Previously, he was a staff writer at The American Prospect and an Associate Editor at TPM Media, where he contributed to the group blogs Tapped and TPMCafe. His main blog, now at The Atlantic, has existed in various forms since the dark ages of the blogosphere in January 2002.

His writing has appeared in The Guardian, Slate, The New Republic, and The Washington Monthly, and he is a regular on BloggingHeads.tv and makes the occasional radio or television appearance.

Desperately out of touch with the American mainstream, Yglesias was born and raised in Manhattan and studied philosophy at Harvard where he was editor in chief of The Harvard Independent, a campus alternative weekly.

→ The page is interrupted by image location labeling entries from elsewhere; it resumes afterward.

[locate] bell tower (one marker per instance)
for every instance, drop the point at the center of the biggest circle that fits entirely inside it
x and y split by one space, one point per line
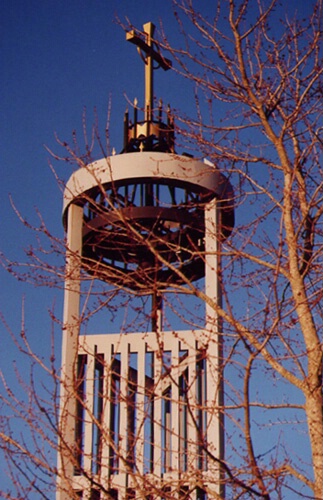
140 413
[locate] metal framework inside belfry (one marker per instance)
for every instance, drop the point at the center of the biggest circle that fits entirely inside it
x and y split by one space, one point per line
140 413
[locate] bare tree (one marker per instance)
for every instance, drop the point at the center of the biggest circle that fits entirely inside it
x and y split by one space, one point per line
258 91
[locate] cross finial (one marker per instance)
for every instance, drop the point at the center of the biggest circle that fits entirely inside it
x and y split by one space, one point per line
145 44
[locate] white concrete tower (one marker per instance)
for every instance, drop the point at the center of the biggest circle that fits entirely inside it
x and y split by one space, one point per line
140 413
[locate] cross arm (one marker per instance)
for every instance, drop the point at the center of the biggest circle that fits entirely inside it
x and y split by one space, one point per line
164 63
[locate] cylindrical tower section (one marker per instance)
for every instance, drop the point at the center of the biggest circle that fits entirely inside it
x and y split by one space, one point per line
143 217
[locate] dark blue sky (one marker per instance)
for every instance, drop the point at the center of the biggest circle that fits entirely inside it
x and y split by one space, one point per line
58 57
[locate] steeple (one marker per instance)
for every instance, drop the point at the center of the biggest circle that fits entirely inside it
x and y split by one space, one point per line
150 134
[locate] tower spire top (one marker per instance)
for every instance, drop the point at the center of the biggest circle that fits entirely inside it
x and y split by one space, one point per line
149 53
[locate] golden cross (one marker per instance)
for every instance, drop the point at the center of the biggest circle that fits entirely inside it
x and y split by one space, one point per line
145 44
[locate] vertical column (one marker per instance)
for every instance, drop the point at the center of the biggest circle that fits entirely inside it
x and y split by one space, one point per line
214 389
69 352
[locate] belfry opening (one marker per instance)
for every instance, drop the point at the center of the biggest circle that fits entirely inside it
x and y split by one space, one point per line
140 413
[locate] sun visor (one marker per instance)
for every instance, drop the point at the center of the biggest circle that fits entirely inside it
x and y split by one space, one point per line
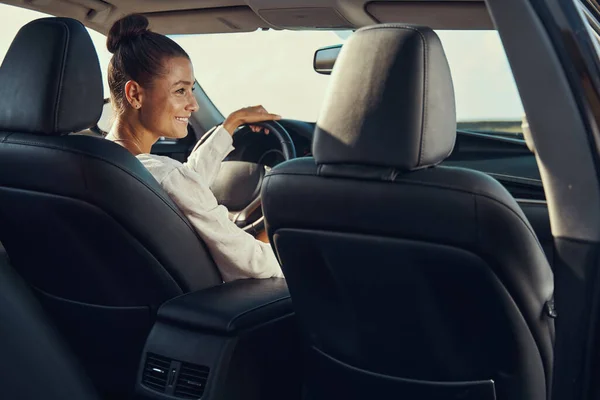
434 14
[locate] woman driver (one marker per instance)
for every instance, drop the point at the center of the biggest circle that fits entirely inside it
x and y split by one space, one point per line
151 81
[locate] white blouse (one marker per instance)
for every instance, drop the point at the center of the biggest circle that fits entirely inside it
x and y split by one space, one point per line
238 254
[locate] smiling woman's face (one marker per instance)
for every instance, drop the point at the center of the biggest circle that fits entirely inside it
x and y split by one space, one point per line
169 102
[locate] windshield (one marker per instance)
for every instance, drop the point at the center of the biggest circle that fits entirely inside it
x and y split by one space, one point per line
274 68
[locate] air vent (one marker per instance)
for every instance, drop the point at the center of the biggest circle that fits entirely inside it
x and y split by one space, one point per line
191 381
156 372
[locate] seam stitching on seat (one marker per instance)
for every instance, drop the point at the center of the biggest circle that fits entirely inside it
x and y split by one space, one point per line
437 185
62 74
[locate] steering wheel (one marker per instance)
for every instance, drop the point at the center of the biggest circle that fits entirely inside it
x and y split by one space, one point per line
238 184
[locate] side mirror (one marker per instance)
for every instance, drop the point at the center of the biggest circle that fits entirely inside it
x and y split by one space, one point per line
325 59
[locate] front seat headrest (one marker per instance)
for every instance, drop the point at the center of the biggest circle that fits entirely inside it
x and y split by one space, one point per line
50 80
390 101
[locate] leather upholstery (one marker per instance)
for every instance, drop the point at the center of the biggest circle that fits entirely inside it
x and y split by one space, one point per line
81 219
401 99
36 363
231 307
431 275
50 80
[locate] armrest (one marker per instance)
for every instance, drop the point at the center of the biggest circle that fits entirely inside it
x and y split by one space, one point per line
230 307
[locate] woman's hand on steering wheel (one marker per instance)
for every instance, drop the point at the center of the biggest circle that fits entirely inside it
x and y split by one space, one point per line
248 116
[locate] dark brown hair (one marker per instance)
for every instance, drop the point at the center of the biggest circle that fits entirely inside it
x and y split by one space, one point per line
138 54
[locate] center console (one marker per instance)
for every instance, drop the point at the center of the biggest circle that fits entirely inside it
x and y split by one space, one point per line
238 340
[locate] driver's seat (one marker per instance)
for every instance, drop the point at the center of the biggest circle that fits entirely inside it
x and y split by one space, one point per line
81 219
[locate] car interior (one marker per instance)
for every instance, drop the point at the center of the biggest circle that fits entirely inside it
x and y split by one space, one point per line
110 293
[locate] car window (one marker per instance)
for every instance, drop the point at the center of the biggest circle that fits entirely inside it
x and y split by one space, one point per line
274 68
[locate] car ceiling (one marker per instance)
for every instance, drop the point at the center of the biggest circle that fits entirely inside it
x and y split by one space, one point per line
216 16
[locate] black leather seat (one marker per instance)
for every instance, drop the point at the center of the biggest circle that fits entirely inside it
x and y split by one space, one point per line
81 219
412 281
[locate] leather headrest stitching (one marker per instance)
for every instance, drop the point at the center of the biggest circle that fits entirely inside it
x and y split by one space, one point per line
50 79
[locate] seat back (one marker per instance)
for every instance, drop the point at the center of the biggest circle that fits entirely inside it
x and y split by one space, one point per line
36 363
410 280
81 219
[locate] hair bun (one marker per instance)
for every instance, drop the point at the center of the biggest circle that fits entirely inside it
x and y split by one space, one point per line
125 29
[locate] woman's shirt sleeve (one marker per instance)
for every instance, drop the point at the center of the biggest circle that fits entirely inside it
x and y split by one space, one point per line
237 253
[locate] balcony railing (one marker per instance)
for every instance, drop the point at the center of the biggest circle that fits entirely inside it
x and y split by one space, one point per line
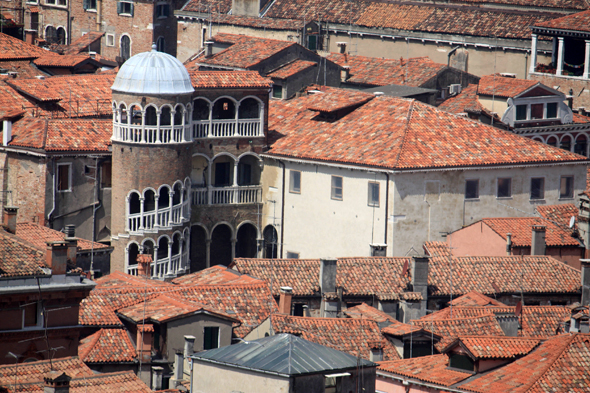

His latest writings can be found on the Matthew Yglesias blog.

On The Speech, Seriously

By Matthew Yglesias
May 23 2007, 1:44 PM ET Comment

Okay. The speech is very impressive on several of the more technical aspects of military policy -- stuff about the budget, the larger context of the national security budget, civil-military relations, that kind of thing. It's also genuinely great to see a high-profile politician taking on the "war on terror" concept. That section of the speech even got my hopes up that as he outlined an alternative strategy he might really truly win me over by mentioning a phrase like "political grievances" but instead he kind of lost me with a segue into "new efforts to lead the fight against global poverty." On the other hand, fighting global poverty is a good thing, and Edwards' has gone farther down the right path on this subject than anyone else.

Problems!

Edwards seems to me to have on display here a tendency to say something very smart and then to some extent take it back. After a strident call for withdrawal from Iraq, he said that, well, he actually might keep some troops in Iraq. After a great attack ("some politicians have fallen right in line behind President Bush's recent proposal to add 92,000 troops between now and 2012, with little rationale given for exactly why we need this many troops") on his rivals, Edwards winds up punting a little while later -- "we might need a substantial increase of troops . . . proposals are worth close examination . . . need to avoid throwing numbers around . . . I will carefully assess the post-Iraq threat environment . . . determine the exact number of troops we need."

The idea for a "'Marshall Corps' modeled on the military Reserves, of up to 10,000 expert professionals who will help stabillize weak societies, and who will work on humanitarian missions" seemed under-explained. The real worry for me, though, is on the nuclear proliferation front. Edwards didn't really address this topic squarely at all. He did say we need better intelligence, and he said military force should be used "to prevent terrorists from acquiring nuclear weapons" and it was a bit unclear to me what that means for, say, Iran.

All-in-all, I'm not in love, but I was impressed. Obama was much better on proliferation, but Edwards is doing a great job of pushing the envelop on topics like the need to get fence-sitters on our side, the need to move beyond "war on terror" rhetoric, etc.